The project is organised in five actions. Action 1 identifies building typologies most needing upgrading and presents a classification of technologies for seismic strengthening and energy upgrading. Seismic hazard and climatic exposure highlight the most adverse combined conditions within southern and eastern Member States. By combining seismic and climatic conditions along with building exposure characteristics within regions in the above countries, masonry and RC building typologies are identified as those in utmost need for intervention.  Qualitative and quantitative classifications of retrofit solutions are performed in terms of life cycle thinking criteria, intervention cost, disruption time and compatibility with integrated retrofit measures.

Action 2 reviews integrated retrofitting technologies to identify emerging solutions with the lowest environmental impact. Technologies are assessed in terms of invasiveness level, downtime, need for resident’s relocation and costs. Three main research directions are highlighted, namely exoskeleton/double-skin interventions, replacement of envelope elements, and improvement of envelope elements.
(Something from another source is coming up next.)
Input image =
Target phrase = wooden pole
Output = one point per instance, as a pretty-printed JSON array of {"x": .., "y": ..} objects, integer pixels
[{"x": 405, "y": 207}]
Novel and advanced scientific developments for seismic retrofit (e.g. novel composite materials and seismic isolation), energy upgrading (e.g. materials resulting in extremely thin thermal insulation layers or in improved thermal performance and adequate mechanical characteristics), and emerging solutions for integrated retrofitting are identified and their effectiveness is investigated.

Action 3 reviews methodologies for the assessment of the seismic and energy/environmental performance of buildings, and proposes a novel simplified method for the combined assessment of upgrading. Existing methodologies are evaluated considering their scope, essential indicators, readiness to use, and the capacity to consider cost and service disruption. The Sustainable Structural Design (SSD) methodology, addressing the combined assessment of improved seismic safety and energy/environmental performance, is identified as the most relevant approach. In this context, SSD is integrated within the proposed method for the combined structural and energy retrofit assessment in a life-cycle perspective. The proposed methodology combines costs associated with seismic, energy and environmental performance during the life cycle, allowing the identification of optimised solutions.

Action 4 informs the action plan about the areas where renovation may achieve a high impact. Different risk metrics are investigated, providing insights into regions and building typologies of highest priority for seismic intervention. Low-rise unreinforced masonry buildings along with low and mid-rise reinforced concrete buildings constructed with low/moderate level codes contribute most to losses within the regions that exhibit the highest risk. The exposure model is extended to map energy classes and facilitate regional assessment in terms of energy cost, whereas socioeconomic indicators are explored to enrich regional prioritisation. Impact assessments of seismic/energy/integrated renovation scenarios are investigated, and legislation, incentives, guidance and standards for seismic and energy upgrading are collected across 16 Member States to propose efficient implementation measures.

Finally, Action 5 develops awareness, and supports dissemination and outreach of the results of the Pilot Project. A midterm workshop was held in November 2020 and a report summarising the main conclusions was released. The final workshop will take place in late 2021. A dedicated web platform is currently under development. It will include geo-referenced data at regional level (characteristics of the building stock, socioeconomic indicators, expected loss/impact of scenarios, implementing measures, etc.), search and visualisation tools, case studies and a searchable database of documents.

The Pilot Project team will continue to foster the community of policy makers, industry players, experts, associations, and organisations. A series of open access science for policy and technical reports are currently under preparation while a second workshop will take place in late 2021, both presenting project results with the aim of disseminating the developed solutions and discussing the contributions to a future action plan.